Top-PC SuSiE versus fSuSiE

This vignette compares SuSiE on principal components (PCs) with fSuSiE. Running SuSiE on PCs is a natural way to reduce a functional response to one or a few scalar traits. The examples below show two cases. In the first example, PC 1 captures the simulated signal and identifies the causal SNP, but it does not estimate the region of the curve where the SNP acts. In the second example, SuSiE applied to the first principal component misses signals because different PCs capture different functional effects.

library(fsusieR)
library(susieR)
library(ggplot2)
library(cowplot)
library(reshape2)

Example 1: one functional effect

This is the same simulation used in the SuSiE limitation vignette. The effect of one SNP is a cosine function that spans multiple CpGs.

set.seed(1)
data(N3finemapping, package = "susieR")

X_full <- N3finemapping$X[seq_len(100), ]
T_m <- 128L

effect <- 1.2 * cos(seq_len(T_m) / T_m * 3 * pi)
effect[effect < 0] <- 0
effect[seq_len(40)] <- 0

true_pos <- 700L
y <- matrix(0, nrow = 100L, ncol = T_m)
for (i in seq_len(100L)) {
  y[i, ] <- X_full[i, true_pos] * effect + rnorm(T_m)
}

keep <- which(apply(X_full, 2, var) > 0)
X <- X_full[, keep]
true_pos_filt <- which(keep == true_pos)

plot(effect, pch = 19, xlab = "CpG", ylab = "effect")
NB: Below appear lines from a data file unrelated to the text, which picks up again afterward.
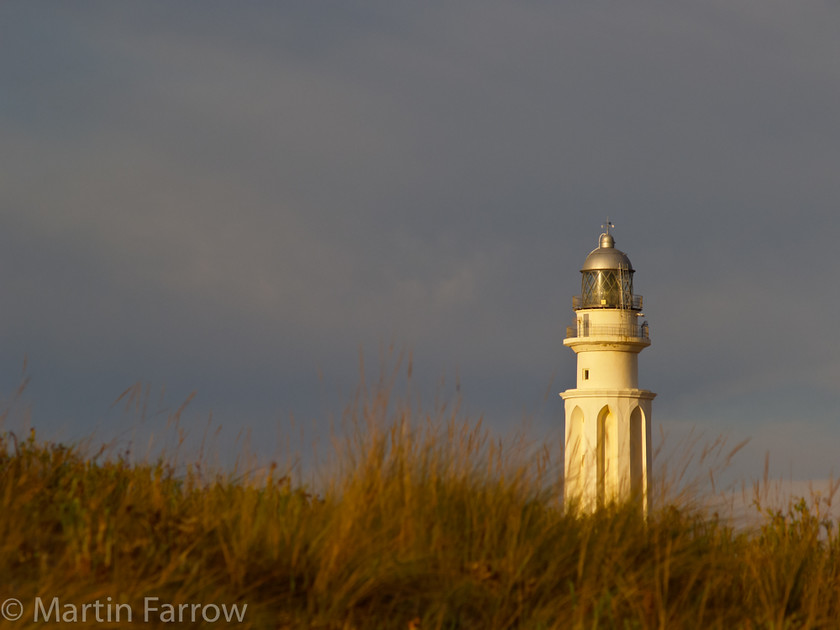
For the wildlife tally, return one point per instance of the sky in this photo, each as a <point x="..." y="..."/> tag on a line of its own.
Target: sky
<point x="240" y="199"/>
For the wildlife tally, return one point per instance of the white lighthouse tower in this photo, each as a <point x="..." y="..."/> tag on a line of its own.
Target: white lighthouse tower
<point x="607" y="450"/>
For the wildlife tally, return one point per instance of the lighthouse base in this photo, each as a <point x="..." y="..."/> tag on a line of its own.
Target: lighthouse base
<point x="607" y="452"/>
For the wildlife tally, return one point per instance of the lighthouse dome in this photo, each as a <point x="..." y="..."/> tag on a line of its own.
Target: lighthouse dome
<point x="607" y="280"/>
<point x="606" y="256"/>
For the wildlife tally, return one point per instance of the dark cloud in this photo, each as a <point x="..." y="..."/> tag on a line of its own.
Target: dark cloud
<point x="232" y="199"/>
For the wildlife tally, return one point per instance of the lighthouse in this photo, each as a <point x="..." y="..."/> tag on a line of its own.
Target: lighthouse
<point x="607" y="439"/>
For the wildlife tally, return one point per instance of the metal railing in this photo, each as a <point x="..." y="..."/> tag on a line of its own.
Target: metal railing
<point x="641" y="331"/>
<point x="633" y="304"/>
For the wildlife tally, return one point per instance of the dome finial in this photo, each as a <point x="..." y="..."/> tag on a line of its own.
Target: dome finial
<point x="606" y="239"/>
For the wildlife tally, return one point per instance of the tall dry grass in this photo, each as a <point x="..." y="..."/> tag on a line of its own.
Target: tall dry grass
<point x="422" y="520"/>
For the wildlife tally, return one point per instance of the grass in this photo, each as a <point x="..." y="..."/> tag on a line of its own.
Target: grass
<point x="421" y="521"/>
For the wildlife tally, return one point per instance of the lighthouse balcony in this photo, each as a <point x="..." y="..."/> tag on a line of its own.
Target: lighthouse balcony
<point x="617" y="300"/>
<point x="635" y="332"/>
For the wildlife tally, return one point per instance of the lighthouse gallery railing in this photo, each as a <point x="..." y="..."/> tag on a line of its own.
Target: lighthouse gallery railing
<point x="600" y="330"/>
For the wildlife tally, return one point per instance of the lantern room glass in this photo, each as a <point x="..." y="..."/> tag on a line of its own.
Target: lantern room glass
<point x="607" y="288"/>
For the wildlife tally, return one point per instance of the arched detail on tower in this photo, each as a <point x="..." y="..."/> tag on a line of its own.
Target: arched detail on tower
<point x="576" y="450"/>
<point x="638" y="454"/>
<point x="607" y="455"/>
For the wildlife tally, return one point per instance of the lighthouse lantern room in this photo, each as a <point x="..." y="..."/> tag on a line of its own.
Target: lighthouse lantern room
<point x="607" y="439"/>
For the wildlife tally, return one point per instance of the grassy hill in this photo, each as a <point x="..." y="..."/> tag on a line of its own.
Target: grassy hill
<point x="422" y="522"/>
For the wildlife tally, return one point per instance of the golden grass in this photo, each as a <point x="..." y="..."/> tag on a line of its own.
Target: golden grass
<point x="423" y="521"/>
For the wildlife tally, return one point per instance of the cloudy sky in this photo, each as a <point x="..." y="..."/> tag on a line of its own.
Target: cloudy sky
<point x="235" y="199"/>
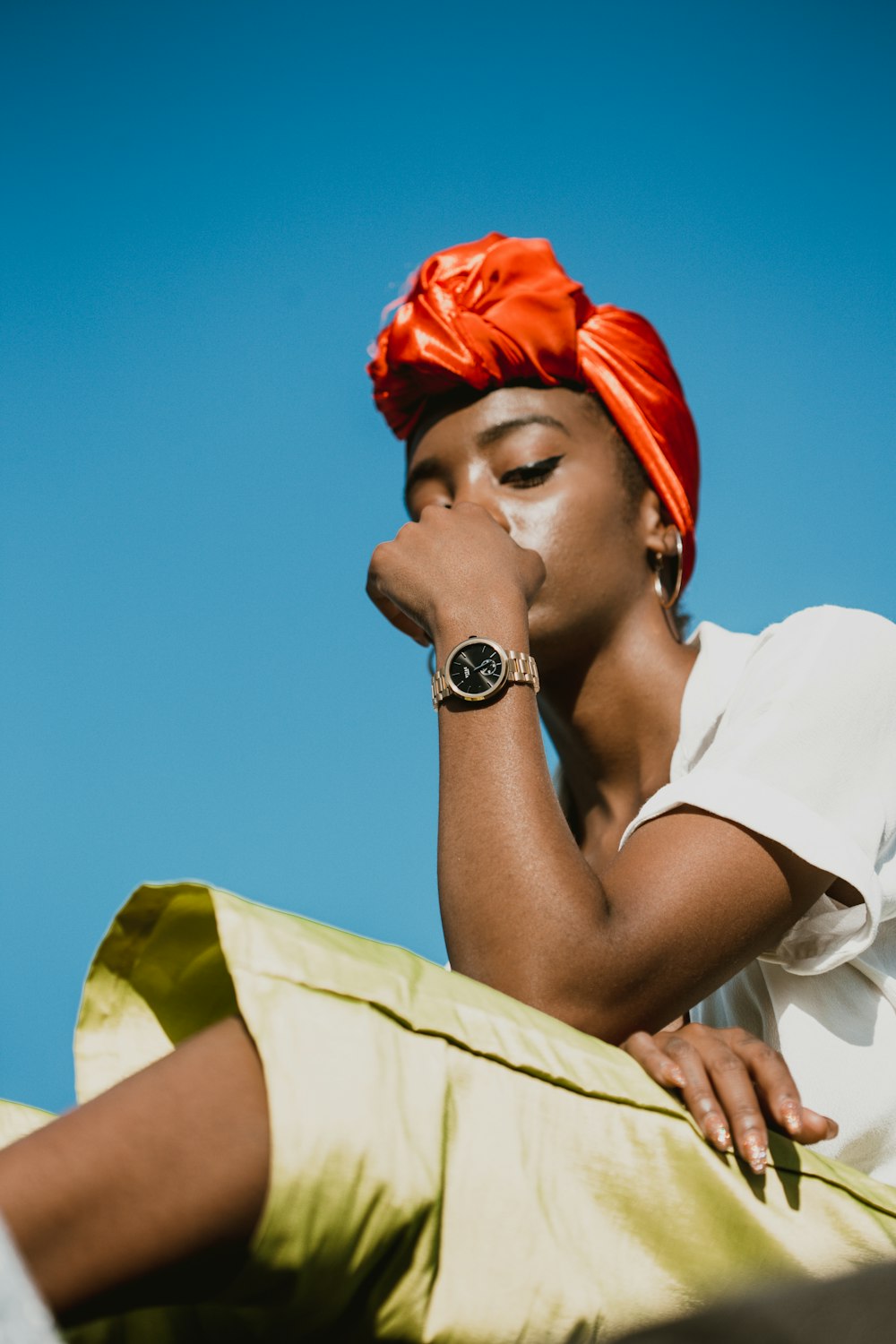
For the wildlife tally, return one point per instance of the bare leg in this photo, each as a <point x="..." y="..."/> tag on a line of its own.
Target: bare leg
<point x="152" y="1191"/>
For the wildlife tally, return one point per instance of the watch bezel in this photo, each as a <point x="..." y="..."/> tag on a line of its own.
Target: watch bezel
<point x="478" y="695"/>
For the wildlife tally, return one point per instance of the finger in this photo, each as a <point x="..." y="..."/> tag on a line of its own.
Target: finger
<point x="740" y="1104"/>
<point x="817" y="1128"/>
<point x="654" y="1061"/>
<point x="780" y="1094"/>
<point x="774" y="1083"/>
<point x="699" y="1094"/>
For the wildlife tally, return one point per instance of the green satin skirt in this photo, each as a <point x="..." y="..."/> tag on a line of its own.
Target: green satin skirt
<point x="447" y="1164"/>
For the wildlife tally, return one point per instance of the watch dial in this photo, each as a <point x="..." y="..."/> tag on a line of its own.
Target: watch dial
<point x="476" y="668"/>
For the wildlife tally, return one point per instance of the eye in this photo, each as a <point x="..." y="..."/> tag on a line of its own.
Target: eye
<point x="533" y="473"/>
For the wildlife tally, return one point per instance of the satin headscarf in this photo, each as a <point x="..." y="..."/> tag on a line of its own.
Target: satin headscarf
<point x="503" y="311"/>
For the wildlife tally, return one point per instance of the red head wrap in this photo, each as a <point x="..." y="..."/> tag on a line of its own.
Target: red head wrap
<point x="503" y="311"/>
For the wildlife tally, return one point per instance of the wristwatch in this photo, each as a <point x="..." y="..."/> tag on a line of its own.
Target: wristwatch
<point x="476" y="669"/>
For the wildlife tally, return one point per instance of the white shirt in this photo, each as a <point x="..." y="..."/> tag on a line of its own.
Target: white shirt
<point x="793" y="734"/>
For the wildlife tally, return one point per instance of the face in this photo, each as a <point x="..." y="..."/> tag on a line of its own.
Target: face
<point x="544" y="464"/>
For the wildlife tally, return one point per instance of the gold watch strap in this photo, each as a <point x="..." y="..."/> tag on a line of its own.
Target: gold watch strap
<point x="521" y="671"/>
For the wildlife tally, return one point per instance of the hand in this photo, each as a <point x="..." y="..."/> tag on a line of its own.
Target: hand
<point x="732" y="1083"/>
<point x="450" y="572"/>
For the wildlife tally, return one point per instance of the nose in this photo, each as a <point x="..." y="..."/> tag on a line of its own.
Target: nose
<point x="481" y="494"/>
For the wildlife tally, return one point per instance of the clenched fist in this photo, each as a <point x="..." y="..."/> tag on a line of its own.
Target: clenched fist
<point x="452" y="573"/>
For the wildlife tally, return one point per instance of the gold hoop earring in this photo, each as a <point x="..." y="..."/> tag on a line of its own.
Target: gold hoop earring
<point x="665" y="602"/>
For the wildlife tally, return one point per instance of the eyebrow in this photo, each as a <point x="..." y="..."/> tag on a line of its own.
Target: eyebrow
<point x="430" y="468"/>
<point x="495" y="432"/>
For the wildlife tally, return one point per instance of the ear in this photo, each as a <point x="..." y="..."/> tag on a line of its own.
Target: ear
<point x="656" y="526"/>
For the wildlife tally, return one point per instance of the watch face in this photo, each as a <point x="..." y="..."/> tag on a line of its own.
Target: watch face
<point x="476" y="668"/>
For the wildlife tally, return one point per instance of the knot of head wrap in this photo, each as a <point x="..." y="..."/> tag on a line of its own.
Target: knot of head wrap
<point x="503" y="311"/>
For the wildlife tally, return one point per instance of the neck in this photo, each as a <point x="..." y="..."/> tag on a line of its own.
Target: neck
<point x="614" y="718"/>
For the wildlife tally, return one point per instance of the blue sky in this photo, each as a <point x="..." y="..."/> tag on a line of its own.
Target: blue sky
<point x="207" y="209"/>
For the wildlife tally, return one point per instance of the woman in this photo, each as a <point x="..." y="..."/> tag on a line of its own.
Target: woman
<point x="445" y="1156"/>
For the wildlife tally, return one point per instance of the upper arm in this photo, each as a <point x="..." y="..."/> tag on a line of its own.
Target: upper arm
<point x="797" y="789"/>
<point x="694" y="898"/>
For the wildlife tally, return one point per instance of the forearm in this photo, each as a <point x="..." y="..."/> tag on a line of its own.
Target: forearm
<point x="521" y="909"/>
<point x="169" y="1168"/>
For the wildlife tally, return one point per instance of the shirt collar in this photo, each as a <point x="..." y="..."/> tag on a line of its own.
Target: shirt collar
<point x="721" y="656"/>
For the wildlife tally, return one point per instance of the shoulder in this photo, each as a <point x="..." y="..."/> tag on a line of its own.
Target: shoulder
<point x="821" y="624"/>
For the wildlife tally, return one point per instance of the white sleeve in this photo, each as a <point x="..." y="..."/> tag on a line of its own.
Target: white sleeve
<point x="805" y="754"/>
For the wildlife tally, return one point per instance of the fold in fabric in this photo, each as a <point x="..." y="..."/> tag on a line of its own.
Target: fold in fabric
<point x="449" y="1164"/>
<point x="503" y="311"/>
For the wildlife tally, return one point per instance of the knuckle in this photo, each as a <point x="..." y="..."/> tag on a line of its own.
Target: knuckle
<point x="702" y="1099"/>
<point x="727" y="1064"/>
<point x="680" y="1048"/>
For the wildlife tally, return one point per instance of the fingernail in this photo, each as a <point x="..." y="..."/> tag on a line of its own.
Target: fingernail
<point x="831" y="1124"/>
<point x="755" y="1153"/>
<point x="793" y="1120"/>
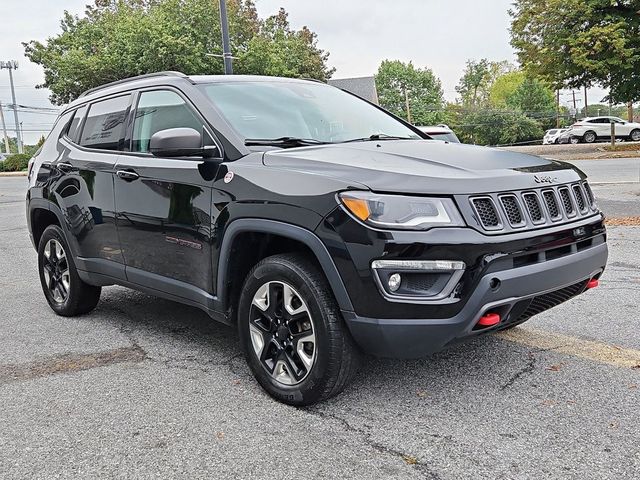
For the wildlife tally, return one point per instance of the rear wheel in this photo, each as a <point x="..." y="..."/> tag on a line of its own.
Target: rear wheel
<point x="65" y="292"/>
<point x="589" y="137"/>
<point x="294" y="338"/>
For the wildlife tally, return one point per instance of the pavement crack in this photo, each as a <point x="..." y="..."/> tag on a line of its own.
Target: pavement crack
<point x="528" y="368"/>
<point x="70" y="363"/>
<point x="408" y="459"/>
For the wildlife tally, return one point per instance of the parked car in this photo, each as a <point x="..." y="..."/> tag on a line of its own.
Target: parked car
<point x="551" y="136"/>
<point x="592" y="129"/>
<point x="440" y="132"/>
<point x="318" y="230"/>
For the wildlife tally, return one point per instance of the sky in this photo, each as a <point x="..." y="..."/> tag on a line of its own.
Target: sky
<point x="439" y="34"/>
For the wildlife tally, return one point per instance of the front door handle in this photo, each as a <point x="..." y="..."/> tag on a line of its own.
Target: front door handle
<point x="127" y="175"/>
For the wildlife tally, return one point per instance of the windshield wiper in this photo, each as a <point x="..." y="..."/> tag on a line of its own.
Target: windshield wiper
<point x="284" y="142"/>
<point x="378" y="136"/>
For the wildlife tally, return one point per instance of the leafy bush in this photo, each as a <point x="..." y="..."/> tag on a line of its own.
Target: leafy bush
<point x="16" y="162"/>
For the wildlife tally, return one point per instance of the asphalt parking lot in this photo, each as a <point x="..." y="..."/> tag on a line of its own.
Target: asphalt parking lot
<point x="146" y="388"/>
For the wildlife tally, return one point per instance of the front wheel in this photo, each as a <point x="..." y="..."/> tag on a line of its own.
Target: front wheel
<point x="291" y="330"/>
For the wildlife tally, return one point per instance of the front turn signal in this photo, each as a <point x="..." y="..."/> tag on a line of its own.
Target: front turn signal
<point x="357" y="206"/>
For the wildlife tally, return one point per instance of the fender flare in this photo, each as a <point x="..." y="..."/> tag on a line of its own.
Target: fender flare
<point x="293" y="232"/>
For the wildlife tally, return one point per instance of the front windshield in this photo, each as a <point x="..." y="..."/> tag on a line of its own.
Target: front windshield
<point x="314" y="111"/>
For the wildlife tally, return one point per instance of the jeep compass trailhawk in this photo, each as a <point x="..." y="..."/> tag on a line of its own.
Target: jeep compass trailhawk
<point x="316" y="223"/>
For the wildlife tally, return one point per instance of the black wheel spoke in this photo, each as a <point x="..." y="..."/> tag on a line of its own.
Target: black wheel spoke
<point x="276" y="332"/>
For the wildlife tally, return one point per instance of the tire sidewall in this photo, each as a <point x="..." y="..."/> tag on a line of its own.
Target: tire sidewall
<point x="55" y="232"/>
<point x="312" y="387"/>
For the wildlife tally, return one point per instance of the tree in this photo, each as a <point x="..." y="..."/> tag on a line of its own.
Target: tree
<point x="117" y="39"/>
<point x="395" y="81"/>
<point x="477" y="79"/>
<point x="574" y="43"/>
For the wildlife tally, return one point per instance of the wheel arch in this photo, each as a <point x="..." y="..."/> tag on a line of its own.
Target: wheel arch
<point x="232" y="269"/>
<point x="42" y="214"/>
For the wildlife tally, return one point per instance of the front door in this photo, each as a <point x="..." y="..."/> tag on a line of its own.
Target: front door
<point x="164" y="204"/>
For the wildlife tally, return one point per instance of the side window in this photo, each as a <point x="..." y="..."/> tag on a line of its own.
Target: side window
<point x="104" y="126"/>
<point x="73" y="132"/>
<point x="158" y="110"/>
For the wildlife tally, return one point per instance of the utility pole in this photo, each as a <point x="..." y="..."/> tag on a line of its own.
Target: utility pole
<point x="586" y="113"/>
<point x="558" y="108"/>
<point x="12" y="65"/>
<point x="406" y="99"/>
<point x="226" y="46"/>
<point x="4" y="129"/>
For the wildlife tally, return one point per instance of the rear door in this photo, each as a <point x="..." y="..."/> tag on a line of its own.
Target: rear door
<point x="84" y="188"/>
<point x="164" y="204"/>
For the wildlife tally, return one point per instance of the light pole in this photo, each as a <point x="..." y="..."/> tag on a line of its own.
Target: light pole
<point x="12" y="65"/>
<point x="226" y="47"/>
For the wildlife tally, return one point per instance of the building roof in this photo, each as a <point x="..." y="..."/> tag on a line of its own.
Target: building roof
<point x="364" y="87"/>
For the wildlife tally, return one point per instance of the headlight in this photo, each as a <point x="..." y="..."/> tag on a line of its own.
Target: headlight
<point x="402" y="212"/>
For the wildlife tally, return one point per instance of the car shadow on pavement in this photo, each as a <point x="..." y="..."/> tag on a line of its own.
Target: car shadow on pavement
<point x="177" y="334"/>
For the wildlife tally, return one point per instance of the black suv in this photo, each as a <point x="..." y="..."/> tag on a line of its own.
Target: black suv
<point x="317" y="223"/>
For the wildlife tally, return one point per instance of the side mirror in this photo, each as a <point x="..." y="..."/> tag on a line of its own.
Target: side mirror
<point x="180" y="142"/>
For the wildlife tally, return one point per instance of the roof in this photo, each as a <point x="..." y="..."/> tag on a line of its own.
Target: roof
<point x="364" y="87"/>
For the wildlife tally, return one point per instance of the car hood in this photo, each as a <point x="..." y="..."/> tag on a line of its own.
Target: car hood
<point x="425" y="166"/>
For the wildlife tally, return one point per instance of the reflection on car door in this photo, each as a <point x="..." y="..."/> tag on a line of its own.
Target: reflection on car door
<point x="84" y="190"/>
<point x="163" y="204"/>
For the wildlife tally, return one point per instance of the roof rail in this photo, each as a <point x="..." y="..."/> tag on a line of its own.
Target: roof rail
<point x="167" y="73"/>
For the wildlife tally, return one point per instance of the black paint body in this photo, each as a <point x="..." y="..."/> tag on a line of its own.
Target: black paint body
<point x="174" y="230"/>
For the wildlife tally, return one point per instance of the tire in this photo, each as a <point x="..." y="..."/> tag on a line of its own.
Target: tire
<point x="65" y="292"/>
<point x="589" y="137"/>
<point x="300" y="349"/>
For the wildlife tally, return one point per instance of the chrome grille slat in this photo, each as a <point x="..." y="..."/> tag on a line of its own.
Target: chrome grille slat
<point x="512" y="210"/>
<point x="567" y="202"/>
<point x="580" y="200"/>
<point x="533" y="207"/>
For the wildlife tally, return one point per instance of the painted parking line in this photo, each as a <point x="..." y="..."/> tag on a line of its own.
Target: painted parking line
<point x="576" y="347"/>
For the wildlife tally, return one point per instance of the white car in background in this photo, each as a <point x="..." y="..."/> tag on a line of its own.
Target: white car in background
<point x="551" y="136"/>
<point x="440" y="132"/>
<point x="591" y="129"/>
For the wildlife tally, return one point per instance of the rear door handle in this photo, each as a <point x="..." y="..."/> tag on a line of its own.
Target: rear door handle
<point x="64" y="166"/>
<point x="127" y="175"/>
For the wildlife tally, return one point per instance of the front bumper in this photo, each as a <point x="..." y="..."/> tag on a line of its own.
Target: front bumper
<point x="519" y="287"/>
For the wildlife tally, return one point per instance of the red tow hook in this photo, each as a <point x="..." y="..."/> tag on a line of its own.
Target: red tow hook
<point x="488" y="320"/>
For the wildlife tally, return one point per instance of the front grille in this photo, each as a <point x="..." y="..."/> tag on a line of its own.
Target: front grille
<point x="590" y="197"/>
<point x="512" y="210"/>
<point x="580" y="201"/>
<point x="549" y="300"/>
<point x="552" y="204"/>
<point x="487" y="213"/>
<point x="533" y="207"/>
<point x="565" y="197"/>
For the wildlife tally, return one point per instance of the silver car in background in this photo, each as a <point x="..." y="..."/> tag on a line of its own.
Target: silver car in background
<point x="551" y="136"/>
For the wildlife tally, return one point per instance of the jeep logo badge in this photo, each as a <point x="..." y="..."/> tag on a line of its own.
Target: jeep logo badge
<point x="544" y="179"/>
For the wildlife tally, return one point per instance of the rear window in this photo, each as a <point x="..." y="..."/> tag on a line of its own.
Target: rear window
<point x="104" y="126"/>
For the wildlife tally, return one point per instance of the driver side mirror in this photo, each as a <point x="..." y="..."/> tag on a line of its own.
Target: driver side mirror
<point x="180" y="142"/>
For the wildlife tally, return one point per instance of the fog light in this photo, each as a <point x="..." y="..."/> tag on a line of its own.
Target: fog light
<point x="394" y="282"/>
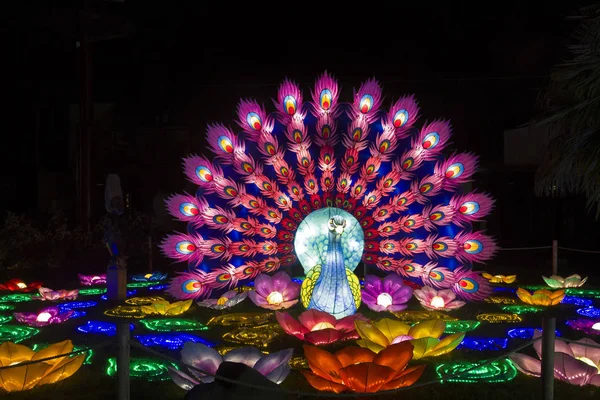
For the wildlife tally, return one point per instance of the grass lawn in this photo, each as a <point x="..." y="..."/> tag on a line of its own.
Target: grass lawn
<point x="92" y="382"/>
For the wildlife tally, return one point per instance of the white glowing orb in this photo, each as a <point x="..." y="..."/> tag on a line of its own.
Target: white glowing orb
<point x="437" y="302"/>
<point x="275" y="298"/>
<point x="322" y="325"/>
<point x="311" y="240"/>
<point x="43" y="317"/>
<point x="221" y="301"/>
<point x="384" y="300"/>
<point x="588" y="362"/>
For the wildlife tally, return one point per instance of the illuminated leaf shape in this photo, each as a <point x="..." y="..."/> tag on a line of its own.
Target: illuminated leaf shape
<point x="40" y="373"/>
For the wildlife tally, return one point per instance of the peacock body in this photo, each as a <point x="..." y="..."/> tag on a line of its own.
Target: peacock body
<point x="329" y="184"/>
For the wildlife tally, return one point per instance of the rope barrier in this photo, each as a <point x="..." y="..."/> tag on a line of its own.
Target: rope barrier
<point x="579" y="250"/>
<point x="325" y="394"/>
<point x="525" y="248"/>
<point x="25" y="363"/>
<point x="596" y="346"/>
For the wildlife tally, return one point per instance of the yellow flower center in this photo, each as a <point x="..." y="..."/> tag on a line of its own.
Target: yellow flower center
<point x="222" y="301"/>
<point x="275" y="298"/>
<point x="43" y="317"/>
<point x="589" y="362"/>
<point x="437" y="302"/>
<point x="322" y="325"/>
<point x="384" y="300"/>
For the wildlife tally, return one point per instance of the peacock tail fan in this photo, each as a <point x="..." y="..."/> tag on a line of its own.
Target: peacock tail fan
<point x="267" y="172"/>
Project the response matrix onto the top PCs and run SuSiE on each PC score.

pca_res <- prcomp(y, center = TRUE, scale. = TRUE)
pve <- pca_res$sdev^2 / sum(pca_res$sdev^2)

pc_results <- data.frame(
  PC = seq_len(5L),
  variance_explained = pve[seq_len(5L)],
  pip_at_true_snp = NA_real_,
  n_cs = NA_integer_,
  lead_snp_original = NA_integer_,
  lead_pip = NA_real_
)

for (pc in seq_len(5L)) {
  fit_pc <- susie(X, pca_res$x[, pc], L = 1L)
  pc_results$pip_at_true_snp[pc] <- fit_pc$pip[true_pos_filt]
  pc_results$n_cs[pc] <- length(fit_pc$sets$cs)
  pc_results$lead_snp_original[pc] <- keep[which.max(fit_pc$pip)]
  pc_results$lead_pip[pc] <- max(fit_pc$pip)
}

knitr::kable(pc_results, digits = 4)

PC	variance_explained	pip_at_true_snp	n_cs	lead_snp_original	lead_pip
1	0.0458	1.0000	1	700	1.0000
2	0.0331	0.0004	0	61	0.0969
3	0.0310	0.0011	0	756	0.0052
4	0.0296	0.0005	0	237	0.0382
5	0.0287	0.0000	0	1	0.0000

PC 1 captures the trait-driven direction cleanly and SuSiE on the PC 1 score returns a single, high-PIP credible set on the true SNP. That fixes the per-position-SuSiE recall problem: collapsing to one scalar derived from the curve gives a coherent fine-mapping signal. But PCA discards the per-position effect direction. The fit tells us a signal exists at one variant; it does not tell us where on the curve that variant acts. That target information is what fSuSiE preserves and PCA loses.

fit_one <- NULL
invisible(capture.output({
  fit_one <- susiF(y, X, L = 1L, post_processing = "TI", verbose = FALSE)
}))

fit_one$cs
fit_one$pip[true_pos_filt]
#> [[1]]
#> [1] 691
#> 
#> [1] 1

df_one_pip <- data.frame(snp = keep, pip = fit_one$pip)
P_one_pip <- ggplot(df_one_pip, aes(x = snp, y = pip)) +
  geom_point(color = "grey55", size = 0.8) +
  geom_vline(xintercept = true_pos, linetype = "dashed",
             color = "firebrick", alpha = 0.7) +
  geom_point(data = df_one_pip[df_one_pip$snp == true_pos, , drop = FALSE],
             color = "firebrick", size = 2.3) +
  coord_cartesian(ylim = c(0, 1)) +
  labs(x = "SNP original index", y = "PIP", title = "fSuSiE PIPs") +
  theme_classic()

df_one_curve <- data.frame(
  position = seq_along(fit_one$fitted_func[[1]]),
  estimate = fit_one$fitted_func[[1]],
  upper = fit_one$cred_band[[1]][1, ],
  lower = fit_one$cred_band[[1]][2, ],
  truth = effect
)

P_one_effect <- ggplot(df_one_curve, aes(x = position)) +
  geom_ribbon(aes(ymin = lower, ymax = upper), fill = "skyblue",
              alpha = 0.45) +
  geom_point(aes(y = truth), color = "grey30", size = 1.1) +
  geom_line(aes(y = estimate), color = "firebrick", linewidth = 1) +
  geom_hline(yintercept = 0, linetype = "dotted", color = "grey50") +
  labs(x = "CpG", y = "effect", title = "fSuSiE recovered effect curve") +
  theme_classic()

plot_grid(P_one_pip, P_one_effect, nrow = 1L, rel_widths = c(1, 1.25))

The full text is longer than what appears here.